Strikt genomen is een Nederlandse zin met 'te' in combinatie
met een werkwoord niet foutief, alleen laat een zin als 'Ik
deed het om hem niet te kwetsen' wel heel erg de Engelse herkomst
zien én kan het veel korter als 'Ik wilde hem niet
kwetsen'. Als 'er' een signaal is dat het woord meestal kan
worden weggelaten, is 'te' een signaal dat de zin veel korter
en veel directer kan.
Daarmee kom ik terug op de vertaalopdracht
van hierboven. Wie 'There was nobody to help him' net heeft
vertaald als 'Er was niemand om hem te helpen', snapt na de
twee besproken vuistregels hopelijk waarom dat niet de beste
en de kortste vertaling is. De 'er' heeft hier in de schrijftaal
in feite geen nut, de 'te' betekent, dat de zin directer kan.
'Niemand kon hem helpen' is toch mooi drie woorden korter.

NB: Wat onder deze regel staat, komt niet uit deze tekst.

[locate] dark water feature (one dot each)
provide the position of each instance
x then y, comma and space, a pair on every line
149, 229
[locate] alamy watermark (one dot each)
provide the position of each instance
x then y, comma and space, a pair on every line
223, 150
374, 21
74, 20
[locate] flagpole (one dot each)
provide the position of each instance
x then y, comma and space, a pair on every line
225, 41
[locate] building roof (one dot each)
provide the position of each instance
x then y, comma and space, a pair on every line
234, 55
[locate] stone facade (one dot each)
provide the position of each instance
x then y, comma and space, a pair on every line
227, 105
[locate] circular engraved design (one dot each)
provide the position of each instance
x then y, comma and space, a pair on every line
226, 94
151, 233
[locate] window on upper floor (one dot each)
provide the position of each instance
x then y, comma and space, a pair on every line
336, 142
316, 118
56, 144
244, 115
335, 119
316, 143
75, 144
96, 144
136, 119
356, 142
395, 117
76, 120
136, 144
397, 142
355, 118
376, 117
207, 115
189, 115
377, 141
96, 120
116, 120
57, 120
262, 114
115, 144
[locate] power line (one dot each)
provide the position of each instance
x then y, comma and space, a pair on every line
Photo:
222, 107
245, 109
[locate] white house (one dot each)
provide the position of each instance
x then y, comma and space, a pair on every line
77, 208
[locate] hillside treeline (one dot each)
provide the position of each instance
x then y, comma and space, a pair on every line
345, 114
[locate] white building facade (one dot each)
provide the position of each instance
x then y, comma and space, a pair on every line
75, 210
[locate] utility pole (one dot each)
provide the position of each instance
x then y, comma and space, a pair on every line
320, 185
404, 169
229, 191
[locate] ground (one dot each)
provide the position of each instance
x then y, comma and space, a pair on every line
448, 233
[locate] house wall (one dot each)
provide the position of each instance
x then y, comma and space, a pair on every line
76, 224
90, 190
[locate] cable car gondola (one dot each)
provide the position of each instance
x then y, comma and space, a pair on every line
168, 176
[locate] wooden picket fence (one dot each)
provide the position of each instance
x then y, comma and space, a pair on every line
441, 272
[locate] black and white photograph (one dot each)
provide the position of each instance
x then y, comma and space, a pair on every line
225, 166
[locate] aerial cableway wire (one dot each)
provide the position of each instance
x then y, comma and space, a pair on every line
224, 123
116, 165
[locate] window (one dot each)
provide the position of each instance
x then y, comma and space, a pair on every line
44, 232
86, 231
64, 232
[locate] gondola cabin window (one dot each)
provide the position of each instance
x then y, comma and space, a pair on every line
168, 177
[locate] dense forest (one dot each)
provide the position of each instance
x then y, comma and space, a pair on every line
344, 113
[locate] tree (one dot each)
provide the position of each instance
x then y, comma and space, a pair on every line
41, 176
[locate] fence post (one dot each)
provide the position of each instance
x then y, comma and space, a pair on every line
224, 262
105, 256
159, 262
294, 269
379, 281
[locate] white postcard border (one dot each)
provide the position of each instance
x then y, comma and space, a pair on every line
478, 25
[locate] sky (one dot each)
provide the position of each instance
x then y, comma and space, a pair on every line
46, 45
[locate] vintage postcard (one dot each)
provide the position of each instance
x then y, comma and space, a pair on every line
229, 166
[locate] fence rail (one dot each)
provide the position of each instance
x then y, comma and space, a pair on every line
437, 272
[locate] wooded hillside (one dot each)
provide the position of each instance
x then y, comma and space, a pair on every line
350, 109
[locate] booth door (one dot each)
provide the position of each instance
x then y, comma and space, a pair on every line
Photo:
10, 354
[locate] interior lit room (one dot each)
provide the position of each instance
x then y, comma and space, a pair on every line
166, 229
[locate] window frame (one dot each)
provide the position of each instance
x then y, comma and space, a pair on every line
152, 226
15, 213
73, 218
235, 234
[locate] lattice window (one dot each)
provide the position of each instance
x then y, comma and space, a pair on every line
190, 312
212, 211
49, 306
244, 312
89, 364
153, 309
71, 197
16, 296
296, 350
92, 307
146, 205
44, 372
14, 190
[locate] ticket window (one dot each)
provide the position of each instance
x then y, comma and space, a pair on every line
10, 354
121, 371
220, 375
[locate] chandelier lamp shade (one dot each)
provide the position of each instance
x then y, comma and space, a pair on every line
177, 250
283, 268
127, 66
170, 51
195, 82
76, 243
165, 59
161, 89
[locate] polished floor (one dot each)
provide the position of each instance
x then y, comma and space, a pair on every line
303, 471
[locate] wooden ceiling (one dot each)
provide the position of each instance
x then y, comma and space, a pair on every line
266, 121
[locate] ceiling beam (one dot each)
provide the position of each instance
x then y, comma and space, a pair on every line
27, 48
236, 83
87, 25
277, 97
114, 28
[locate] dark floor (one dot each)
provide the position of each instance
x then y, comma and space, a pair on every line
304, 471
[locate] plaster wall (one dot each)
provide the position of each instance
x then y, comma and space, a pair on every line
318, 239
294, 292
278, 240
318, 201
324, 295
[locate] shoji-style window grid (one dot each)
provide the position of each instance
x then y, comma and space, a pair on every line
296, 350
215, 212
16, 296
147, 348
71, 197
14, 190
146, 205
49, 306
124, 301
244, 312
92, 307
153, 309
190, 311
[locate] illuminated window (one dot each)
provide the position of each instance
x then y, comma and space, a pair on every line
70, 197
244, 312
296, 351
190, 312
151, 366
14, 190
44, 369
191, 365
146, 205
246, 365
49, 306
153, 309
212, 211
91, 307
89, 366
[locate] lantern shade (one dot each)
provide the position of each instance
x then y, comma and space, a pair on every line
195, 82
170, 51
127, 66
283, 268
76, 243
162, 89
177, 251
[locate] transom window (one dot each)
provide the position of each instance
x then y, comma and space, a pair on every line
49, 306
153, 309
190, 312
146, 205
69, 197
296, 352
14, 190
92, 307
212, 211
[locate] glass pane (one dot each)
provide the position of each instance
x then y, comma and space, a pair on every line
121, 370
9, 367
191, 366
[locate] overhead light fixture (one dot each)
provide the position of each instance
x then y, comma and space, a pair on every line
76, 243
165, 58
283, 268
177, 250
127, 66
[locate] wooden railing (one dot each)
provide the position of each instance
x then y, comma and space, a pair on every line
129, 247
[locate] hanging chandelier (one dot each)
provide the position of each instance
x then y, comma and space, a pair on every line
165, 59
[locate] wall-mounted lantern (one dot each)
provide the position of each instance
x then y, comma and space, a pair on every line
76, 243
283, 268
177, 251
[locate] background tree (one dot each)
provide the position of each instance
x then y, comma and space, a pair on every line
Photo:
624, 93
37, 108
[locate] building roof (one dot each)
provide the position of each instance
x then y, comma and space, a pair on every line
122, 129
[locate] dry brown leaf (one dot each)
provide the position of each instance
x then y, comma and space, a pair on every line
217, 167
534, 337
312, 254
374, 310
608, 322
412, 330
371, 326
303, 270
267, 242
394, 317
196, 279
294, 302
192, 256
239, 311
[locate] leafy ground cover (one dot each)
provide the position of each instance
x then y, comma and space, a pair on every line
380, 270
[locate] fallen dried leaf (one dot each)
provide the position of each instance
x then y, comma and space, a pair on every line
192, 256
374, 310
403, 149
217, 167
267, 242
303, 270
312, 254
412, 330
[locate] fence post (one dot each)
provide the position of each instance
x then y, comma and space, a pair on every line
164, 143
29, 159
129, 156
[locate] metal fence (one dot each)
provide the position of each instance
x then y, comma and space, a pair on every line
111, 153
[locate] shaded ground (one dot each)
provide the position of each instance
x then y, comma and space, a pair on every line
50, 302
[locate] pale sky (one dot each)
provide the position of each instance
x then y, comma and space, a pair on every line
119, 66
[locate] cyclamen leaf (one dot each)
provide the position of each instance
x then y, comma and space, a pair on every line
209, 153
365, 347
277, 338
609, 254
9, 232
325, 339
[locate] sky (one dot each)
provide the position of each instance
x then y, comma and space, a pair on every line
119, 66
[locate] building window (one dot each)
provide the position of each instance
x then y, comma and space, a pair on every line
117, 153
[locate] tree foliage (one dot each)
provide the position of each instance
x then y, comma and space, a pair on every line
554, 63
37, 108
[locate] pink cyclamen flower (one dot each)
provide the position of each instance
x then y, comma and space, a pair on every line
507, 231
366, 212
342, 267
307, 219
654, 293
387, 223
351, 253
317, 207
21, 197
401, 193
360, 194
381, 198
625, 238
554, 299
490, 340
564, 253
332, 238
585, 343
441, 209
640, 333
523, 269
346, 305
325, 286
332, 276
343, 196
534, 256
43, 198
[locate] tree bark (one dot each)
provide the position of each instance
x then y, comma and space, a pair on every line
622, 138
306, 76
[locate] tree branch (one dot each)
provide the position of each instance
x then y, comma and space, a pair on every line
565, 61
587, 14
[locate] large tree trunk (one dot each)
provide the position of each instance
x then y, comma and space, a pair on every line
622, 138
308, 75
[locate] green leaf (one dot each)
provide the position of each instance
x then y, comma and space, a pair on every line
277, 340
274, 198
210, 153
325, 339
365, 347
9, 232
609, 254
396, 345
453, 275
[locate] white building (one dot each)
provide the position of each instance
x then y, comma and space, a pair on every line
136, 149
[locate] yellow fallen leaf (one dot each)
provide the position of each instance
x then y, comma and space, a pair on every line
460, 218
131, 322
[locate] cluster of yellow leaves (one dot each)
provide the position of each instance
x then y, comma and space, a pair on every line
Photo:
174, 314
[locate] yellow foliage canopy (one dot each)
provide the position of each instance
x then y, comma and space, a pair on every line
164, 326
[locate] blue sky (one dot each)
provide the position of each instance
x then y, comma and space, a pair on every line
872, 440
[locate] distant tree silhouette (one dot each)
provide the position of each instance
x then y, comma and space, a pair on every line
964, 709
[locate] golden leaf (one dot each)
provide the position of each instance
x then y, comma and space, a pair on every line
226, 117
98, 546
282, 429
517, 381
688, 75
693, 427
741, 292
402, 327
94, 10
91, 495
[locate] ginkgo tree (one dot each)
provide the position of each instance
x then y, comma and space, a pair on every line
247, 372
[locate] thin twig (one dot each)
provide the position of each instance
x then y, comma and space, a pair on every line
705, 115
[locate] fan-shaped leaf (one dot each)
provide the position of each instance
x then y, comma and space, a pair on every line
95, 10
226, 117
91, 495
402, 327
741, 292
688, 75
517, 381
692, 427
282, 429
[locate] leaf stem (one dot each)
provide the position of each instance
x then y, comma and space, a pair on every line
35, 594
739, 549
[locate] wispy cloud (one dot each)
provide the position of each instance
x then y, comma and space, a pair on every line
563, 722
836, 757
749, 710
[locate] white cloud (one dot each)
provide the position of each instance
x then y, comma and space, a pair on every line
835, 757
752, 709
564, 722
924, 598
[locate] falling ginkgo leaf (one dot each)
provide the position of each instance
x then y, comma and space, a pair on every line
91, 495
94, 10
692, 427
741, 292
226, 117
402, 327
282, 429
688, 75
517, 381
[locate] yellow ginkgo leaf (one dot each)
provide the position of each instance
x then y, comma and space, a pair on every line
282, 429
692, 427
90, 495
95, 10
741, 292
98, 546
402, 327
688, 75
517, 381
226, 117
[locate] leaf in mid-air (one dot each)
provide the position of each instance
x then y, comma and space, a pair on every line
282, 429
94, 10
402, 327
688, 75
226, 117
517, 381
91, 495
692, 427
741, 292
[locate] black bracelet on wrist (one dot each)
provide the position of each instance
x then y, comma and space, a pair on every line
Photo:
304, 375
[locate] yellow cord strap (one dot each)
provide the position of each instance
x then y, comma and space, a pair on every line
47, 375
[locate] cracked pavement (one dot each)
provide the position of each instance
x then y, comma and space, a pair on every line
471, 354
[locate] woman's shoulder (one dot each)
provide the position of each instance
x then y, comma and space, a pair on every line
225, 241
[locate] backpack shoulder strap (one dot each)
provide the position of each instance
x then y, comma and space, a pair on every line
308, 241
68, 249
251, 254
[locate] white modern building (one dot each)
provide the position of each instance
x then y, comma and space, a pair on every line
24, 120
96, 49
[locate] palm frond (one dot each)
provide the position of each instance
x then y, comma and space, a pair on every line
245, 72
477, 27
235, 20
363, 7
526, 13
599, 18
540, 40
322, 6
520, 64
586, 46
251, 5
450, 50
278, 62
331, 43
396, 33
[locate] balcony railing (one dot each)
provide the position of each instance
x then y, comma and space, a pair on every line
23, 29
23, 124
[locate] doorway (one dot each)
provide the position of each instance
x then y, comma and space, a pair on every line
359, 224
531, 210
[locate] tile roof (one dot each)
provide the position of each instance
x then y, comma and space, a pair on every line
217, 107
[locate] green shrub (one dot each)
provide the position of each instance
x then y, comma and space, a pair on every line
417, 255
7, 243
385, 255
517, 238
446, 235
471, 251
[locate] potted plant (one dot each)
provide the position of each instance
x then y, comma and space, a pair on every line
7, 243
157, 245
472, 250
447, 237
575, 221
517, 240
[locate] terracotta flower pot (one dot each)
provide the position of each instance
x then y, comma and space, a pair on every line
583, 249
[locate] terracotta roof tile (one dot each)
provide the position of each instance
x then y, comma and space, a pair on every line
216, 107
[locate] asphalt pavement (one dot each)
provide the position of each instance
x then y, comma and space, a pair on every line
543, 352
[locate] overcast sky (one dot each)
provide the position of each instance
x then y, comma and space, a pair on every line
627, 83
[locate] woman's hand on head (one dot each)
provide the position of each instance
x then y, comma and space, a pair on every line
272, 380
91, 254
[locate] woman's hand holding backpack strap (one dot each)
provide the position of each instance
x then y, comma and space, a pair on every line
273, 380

Daarmee wijkt het af van de oorspronkelijke tekst (daar staat
immers niet 'Nobody could help him'), maar dat is precies
de in eerdere delen besproken mate waarin een stripvertaler
de brontekst mag loslaten omdat het zo vlotter wegleest, zolang
de essentie behouden blijft.
Uiteraard heeft de Nederlandse taal
veel meer trucs voor het verkorten van de tekst en nog veel
meer stijlfiguren van de spreektaal. 'Ik heb hem gezien' wordt
bijvoorbeeld 'Ik heb 'm gezien', 'Is dat haar jas?' wordt
'Is dat d'r jas?' en 'Ik weet het' wordt afgekort tot 'Ik
weet 't'. Als geen wezenlijk verschil in betekenis bestaat,
is dit puur een kwestie van smaak, van de voorkeur van de
vertaler. Omdat elke vertaler anders is, een andere smaak
heeft en een andere stijl. Maar, hopelijk, wel een eigen stijl.